IFATS Series: The Role of Human Adipose-Derived Stromal Cells in Inflammatory Microvascular Remodeling and Evidence of a Perivascular Phenotype

• Published in: Stem cells (Dayton, Ohio) Vol. 26; no. 10; pp. 2682 - 2690
• Main Authors: Amos, Peter J., Shang, Hulan, Bailey, Alexander M., Taylor, Alyssa, Katz, Adam J., Peirce, Shayn M.
• Format: Journal Article
• Language: English
• Published: 24.04.2008
• ISSN: 1066-5099; 1549-4918
• DOI: 10.1634/stemcells.2008-0030

A growing body of literature suggests that human adipose-derived stromal cells (hASCs) possess developmental plasticity both in vitro and in vivo , and might represent a viable cell source for therapeutic angiogenesis and tissue engineering. We investigate their phenotypic similarity to perivascular cell types, ability to contribute to in vivo microvascular remodeling, and ability to modulate vascular stability.
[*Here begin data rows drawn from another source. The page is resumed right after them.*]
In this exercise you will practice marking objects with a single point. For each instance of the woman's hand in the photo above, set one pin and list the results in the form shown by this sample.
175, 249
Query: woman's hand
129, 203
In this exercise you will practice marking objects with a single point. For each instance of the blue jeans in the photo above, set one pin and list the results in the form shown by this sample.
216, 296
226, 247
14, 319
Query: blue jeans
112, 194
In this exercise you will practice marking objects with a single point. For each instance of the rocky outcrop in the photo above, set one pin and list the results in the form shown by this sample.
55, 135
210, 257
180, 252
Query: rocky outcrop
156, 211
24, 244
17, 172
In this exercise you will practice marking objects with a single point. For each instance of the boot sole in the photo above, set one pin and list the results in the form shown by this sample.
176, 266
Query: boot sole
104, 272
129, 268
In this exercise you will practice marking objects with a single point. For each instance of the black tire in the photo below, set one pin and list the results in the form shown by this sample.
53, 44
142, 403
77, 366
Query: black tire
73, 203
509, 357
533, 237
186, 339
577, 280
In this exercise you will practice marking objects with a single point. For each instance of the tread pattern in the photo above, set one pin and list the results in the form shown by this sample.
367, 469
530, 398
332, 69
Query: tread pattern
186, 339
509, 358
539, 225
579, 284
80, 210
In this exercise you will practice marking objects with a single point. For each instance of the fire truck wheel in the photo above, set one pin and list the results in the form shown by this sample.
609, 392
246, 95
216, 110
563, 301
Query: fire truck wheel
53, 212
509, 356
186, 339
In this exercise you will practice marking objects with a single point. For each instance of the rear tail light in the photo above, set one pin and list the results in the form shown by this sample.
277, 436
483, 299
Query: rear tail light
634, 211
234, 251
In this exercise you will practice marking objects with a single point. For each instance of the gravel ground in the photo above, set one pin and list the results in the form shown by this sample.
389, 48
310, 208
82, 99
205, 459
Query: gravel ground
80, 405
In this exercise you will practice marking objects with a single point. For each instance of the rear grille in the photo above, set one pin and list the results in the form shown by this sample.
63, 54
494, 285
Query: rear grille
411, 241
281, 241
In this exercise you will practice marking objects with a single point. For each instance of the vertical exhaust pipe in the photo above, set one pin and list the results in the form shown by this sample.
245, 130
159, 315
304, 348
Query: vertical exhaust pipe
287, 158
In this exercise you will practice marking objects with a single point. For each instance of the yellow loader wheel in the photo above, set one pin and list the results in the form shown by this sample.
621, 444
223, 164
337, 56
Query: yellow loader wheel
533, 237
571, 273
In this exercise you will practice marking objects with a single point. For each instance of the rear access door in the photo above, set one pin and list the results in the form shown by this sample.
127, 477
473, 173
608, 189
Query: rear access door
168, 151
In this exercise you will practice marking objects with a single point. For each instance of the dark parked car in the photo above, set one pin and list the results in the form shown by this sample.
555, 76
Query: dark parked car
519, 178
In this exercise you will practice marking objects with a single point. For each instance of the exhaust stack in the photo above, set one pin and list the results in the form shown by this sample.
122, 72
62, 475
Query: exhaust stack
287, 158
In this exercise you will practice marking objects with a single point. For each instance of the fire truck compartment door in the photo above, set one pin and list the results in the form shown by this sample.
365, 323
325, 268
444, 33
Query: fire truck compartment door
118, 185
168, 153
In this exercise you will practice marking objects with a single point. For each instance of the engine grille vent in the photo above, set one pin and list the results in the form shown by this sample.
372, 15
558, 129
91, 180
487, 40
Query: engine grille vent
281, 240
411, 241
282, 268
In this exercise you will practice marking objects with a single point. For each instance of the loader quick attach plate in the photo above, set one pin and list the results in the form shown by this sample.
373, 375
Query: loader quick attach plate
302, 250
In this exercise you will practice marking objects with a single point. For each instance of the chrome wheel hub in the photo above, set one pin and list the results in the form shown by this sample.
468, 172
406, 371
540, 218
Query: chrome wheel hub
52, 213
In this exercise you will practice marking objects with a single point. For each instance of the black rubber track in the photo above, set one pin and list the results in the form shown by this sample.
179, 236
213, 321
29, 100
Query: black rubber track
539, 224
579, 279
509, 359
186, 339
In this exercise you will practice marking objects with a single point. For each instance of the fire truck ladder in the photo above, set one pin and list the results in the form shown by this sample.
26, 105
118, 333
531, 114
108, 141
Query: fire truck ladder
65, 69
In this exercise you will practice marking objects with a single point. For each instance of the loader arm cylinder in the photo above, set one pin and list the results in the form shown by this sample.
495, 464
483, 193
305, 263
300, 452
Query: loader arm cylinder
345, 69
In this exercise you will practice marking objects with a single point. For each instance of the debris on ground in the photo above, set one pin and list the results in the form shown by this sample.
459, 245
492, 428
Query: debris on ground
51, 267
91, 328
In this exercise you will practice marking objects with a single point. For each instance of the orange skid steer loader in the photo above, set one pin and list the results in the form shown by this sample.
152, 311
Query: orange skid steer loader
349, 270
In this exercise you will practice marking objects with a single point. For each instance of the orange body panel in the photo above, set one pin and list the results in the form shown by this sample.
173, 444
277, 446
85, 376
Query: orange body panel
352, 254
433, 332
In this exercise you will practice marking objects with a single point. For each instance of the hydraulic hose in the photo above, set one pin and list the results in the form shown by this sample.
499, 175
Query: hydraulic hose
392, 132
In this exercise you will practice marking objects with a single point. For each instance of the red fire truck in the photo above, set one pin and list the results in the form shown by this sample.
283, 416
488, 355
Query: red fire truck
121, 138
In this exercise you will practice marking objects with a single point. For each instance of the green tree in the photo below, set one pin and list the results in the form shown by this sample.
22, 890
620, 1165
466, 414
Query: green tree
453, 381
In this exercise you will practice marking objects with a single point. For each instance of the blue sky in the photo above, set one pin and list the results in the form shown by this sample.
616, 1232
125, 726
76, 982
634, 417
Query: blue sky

We evaluated hASC surface expression of vascular and stem/progenitor cell markers in vitro , as well as any effects of PDGF-BB and VEGF 165 on in vitro hASC migration. To ascertain in vivo behavior of hASCs in an angiogenic environment, hASCs were isolated, expanded in culture, labeled with a fluorescent marker, and injected into adult nude rat mesenteries that were stimulated to undergo microvascular remodeling. 10, 30, and 60 days after injection, tissues from anesthetized animals were harvested and processed with immunohistochemical techniques to determine hASC quantity, positional fate in relation to microvessels, and expression of endothelial and perivascular cell markers. After 60 days, 29% of hASCs exhibited perivascular morphologies compared to 11% of injected human lung fibroblasts. hASCs exhibiting perivascular morphologies also expressed markers characteristic of vascular pericytes: smooth muscle α-actin (SMA) (10%) and NG2 (8%). In tissues treated with hASCs, vascular density was significantly increased over age-matched controls lacking hASCs. This study demonstrates that hASCs express pericyte lineage markers in vivo and in vitro , exhibit increased migration in response to PDGF-BB in vitro , exhibit perivascular morphology when injected in vivo , and contribute to increases in microvascular density during angiogenesis by migrating toward vessels.